= Tom Askwith =

British rower

Thomas Garrett Askwith (24 May 1911 – 16 July 2001) was a British Olympic rower and a colonial administrator in Kenya during the Mau Mau Uprising. He was Permanent Secretary in the British Ministry of African Affairs, and an Olympic rower in the 1932 Summer Olympics and the 1936 Summer Olympics.

==Early life==
Tom Askwith was born in Cheam, Surrey. He was educated at Haileybury and matriculated at Peterhouse, Cambridge, in 1929, where he read Engineering. His father worked in insurance, but was killed at Ypres in 1917.

==Cambridge and rowing==
Askwith joined Peterhouse Boat Club (PBC) in the Michaelmas term of 1929, and was Treasurer in 1930–31, and Captain the following year and part of the next. He was Secretary of the Cambridge University Boat Club in 1933. Askwith was a prolific oarsman, and in the Michaelmas term of 1931 became the first PBC oarsman since Lord Kelvin to win the Colquhoun sculls. In the Lent term of 1932 he rowed at 3 in the winning Blue boat in the University Boat Race. This crew won the Grand Challenge Cup at Henley Royal Regatta rowing as Leander Club, and was subsequently chosen to represent Great Britain at the 1932 Summer Olympics in Los Angeles. In 1933, Askwith again represented the winning Cambridge crew in the Boat Race, later that year winning the Diamond Challenge Sculls at Henley Royal Regatta by two lengths from H L Warren of Trinity Hall, choosing to race under Peterhouse colours over those of Leander Club. After this victory, The Observer remarked that Tom would surely be a 'Pothouse Immortal'. Askwith was again selected to represent Great Britain at the 1936 Berlin Olympics, finishing fourth in the VIII again.

==Colonial Service==
After going down from Cambridge, Askwith worked briefly for Whitbread in London, before entering the British Colonial Service in 1935. Posted to Kenya in 1936, he was District Commissioner for Isiolo, and then Machakos.

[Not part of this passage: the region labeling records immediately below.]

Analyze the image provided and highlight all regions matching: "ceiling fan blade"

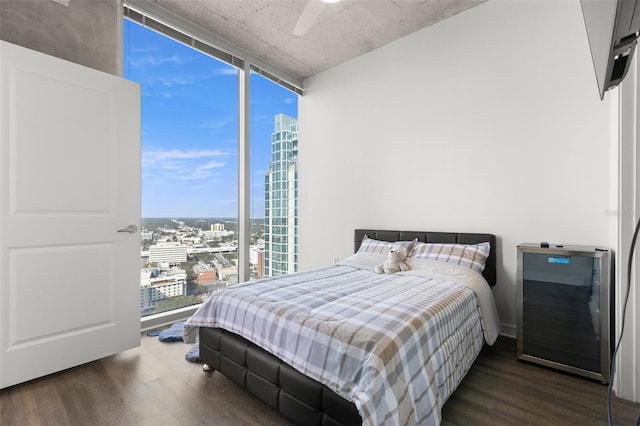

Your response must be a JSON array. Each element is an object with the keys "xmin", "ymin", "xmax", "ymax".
[
  {"xmin": 358, "ymin": 0, "xmax": 400, "ymax": 18},
  {"xmin": 293, "ymin": 0, "xmax": 325, "ymax": 36}
]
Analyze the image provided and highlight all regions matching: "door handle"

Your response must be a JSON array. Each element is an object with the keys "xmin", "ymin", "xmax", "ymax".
[{"xmin": 118, "ymin": 223, "xmax": 138, "ymax": 234}]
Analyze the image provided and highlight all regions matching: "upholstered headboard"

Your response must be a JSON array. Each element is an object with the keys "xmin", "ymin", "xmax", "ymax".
[{"xmin": 354, "ymin": 229, "xmax": 497, "ymax": 287}]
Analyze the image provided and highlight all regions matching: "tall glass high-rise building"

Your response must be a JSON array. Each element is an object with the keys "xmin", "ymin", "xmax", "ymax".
[{"xmin": 264, "ymin": 114, "xmax": 298, "ymax": 276}]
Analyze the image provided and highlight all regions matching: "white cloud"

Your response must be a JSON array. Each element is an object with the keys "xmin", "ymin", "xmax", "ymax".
[{"xmin": 142, "ymin": 149, "xmax": 233, "ymax": 185}]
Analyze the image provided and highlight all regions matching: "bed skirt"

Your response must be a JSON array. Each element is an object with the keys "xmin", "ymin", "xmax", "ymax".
[{"xmin": 199, "ymin": 327, "xmax": 362, "ymax": 426}]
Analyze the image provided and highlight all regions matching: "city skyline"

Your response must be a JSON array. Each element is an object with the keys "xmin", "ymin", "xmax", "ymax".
[{"xmin": 124, "ymin": 20, "xmax": 297, "ymax": 219}]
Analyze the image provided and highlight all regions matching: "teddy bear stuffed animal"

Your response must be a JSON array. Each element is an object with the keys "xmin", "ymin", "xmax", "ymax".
[{"xmin": 374, "ymin": 247, "xmax": 410, "ymax": 274}]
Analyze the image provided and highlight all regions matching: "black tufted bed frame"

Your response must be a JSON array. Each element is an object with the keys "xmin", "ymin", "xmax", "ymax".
[{"xmin": 199, "ymin": 229, "xmax": 496, "ymax": 425}]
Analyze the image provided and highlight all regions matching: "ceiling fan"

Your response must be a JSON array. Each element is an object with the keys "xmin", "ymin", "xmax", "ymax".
[{"xmin": 293, "ymin": 0, "xmax": 398, "ymax": 36}]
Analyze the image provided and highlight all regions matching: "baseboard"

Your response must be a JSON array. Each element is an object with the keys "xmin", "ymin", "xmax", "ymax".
[{"xmin": 500, "ymin": 324, "xmax": 517, "ymax": 339}]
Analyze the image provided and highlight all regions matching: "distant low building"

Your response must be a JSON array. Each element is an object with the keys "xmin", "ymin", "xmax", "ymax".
[
  {"xmin": 140, "ymin": 268, "xmax": 187, "ymax": 312},
  {"xmin": 149, "ymin": 242, "xmax": 187, "ymax": 265},
  {"xmin": 193, "ymin": 263, "xmax": 218, "ymax": 286}
]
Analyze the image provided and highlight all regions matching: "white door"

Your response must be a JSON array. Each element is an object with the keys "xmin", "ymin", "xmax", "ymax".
[{"xmin": 0, "ymin": 42, "xmax": 140, "ymax": 388}]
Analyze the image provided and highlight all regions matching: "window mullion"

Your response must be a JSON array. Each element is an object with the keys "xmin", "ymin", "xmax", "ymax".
[{"xmin": 238, "ymin": 62, "xmax": 251, "ymax": 282}]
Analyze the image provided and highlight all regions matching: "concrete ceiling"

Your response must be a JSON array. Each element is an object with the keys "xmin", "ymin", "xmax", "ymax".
[{"xmin": 154, "ymin": 0, "xmax": 486, "ymax": 79}]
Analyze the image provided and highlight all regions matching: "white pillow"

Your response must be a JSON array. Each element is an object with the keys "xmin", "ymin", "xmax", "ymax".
[
  {"xmin": 358, "ymin": 235, "xmax": 418, "ymax": 254},
  {"xmin": 410, "ymin": 241, "xmax": 491, "ymax": 273}
]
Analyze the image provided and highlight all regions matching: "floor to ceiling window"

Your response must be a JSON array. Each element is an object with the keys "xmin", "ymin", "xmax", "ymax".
[{"xmin": 124, "ymin": 6, "xmax": 298, "ymax": 317}]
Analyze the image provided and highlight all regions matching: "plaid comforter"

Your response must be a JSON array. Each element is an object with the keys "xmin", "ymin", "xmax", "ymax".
[{"xmin": 184, "ymin": 255, "xmax": 497, "ymax": 425}]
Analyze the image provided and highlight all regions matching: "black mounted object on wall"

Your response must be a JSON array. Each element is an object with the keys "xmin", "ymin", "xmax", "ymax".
[{"xmin": 580, "ymin": 0, "xmax": 640, "ymax": 99}]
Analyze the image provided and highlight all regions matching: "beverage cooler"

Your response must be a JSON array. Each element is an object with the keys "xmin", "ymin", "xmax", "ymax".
[{"xmin": 516, "ymin": 243, "xmax": 613, "ymax": 383}]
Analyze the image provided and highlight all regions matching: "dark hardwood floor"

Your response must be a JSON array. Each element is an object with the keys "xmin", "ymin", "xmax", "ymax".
[{"xmin": 0, "ymin": 335, "xmax": 640, "ymax": 426}]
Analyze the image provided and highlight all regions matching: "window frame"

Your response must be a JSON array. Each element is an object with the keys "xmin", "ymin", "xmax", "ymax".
[{"xmin": 122, "ymin": 0, "xmax": 304, "ymax": 331}]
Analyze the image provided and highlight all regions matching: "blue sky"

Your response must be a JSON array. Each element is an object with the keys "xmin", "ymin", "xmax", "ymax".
[{"xmin": 124, "ymin": 19, "xmax": 298, "ymax": 217}]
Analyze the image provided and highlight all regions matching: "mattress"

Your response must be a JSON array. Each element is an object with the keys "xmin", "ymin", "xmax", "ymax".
[{"xmin": 184, "ymin": 253, "xmax": 499, "ymax": 425}]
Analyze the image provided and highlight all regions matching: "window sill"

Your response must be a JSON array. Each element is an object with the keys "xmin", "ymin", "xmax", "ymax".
[{"xmin": 140, "ymin": 304, "xmax": 202, "ymax": 331}]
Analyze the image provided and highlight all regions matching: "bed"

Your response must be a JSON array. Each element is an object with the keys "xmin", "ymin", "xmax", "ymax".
[{"xmin": 183, "ymin": 229, "xmax": 499, "ymax": 425}]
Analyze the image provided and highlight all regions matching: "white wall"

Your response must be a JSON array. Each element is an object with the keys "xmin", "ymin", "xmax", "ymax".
[{"xmin": 299, "ymin": 0, "xmax": 617, "ymax": 336}]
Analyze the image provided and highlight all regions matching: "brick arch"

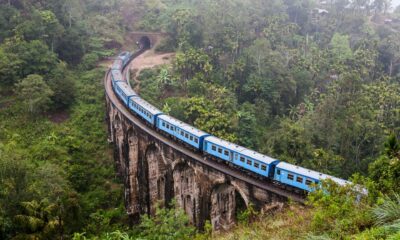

From 1945 Askwith became the Municipal African Affairs Officer in Nairobi. Four years later, Tom was appointed Commissioner of Community Development and Principal of Jeanes School, Kabete – a training institution for African colonial development officers.

With his keen sporting background, Askwith chaired the Kenya Sports Association and was involved in promoting Kenyan participation in the Commonwealth and Olympic Games.

Askwith was appointed to organise the rehabilitation of those imprisoned during the 1952 Mau Mau uprising, but was later relieved of his duties when he suggested that the Kenyan government should be more humane, and rely less upon force and harsh conditions to impose order in the camps. His stance was vindicated after the 1959 inquiry into the deaths of 11 detainees, who were beaten to death at Hola Camp (see Hola massacre).

==Later life==
Askwith finished his career as Permanent Secretary to Beniah Ohanga, the first African incumbent at the Ministry of African Affairs, retiring in 1961. Tom spent the next year working as a community development officer in Afghanistan, and worked in a similar role for the British government in Turkey from 1964 until 1966.

Askwith recorded his memoirs in three volumes, From Mau Mau to Harambee (1995), Getting My Knees Brown (1996) and Eyeball to Eyeball (1998).

==Family==
Askwith married Patricia Noad (died 1999) in 1939; they had two sons and a daughter.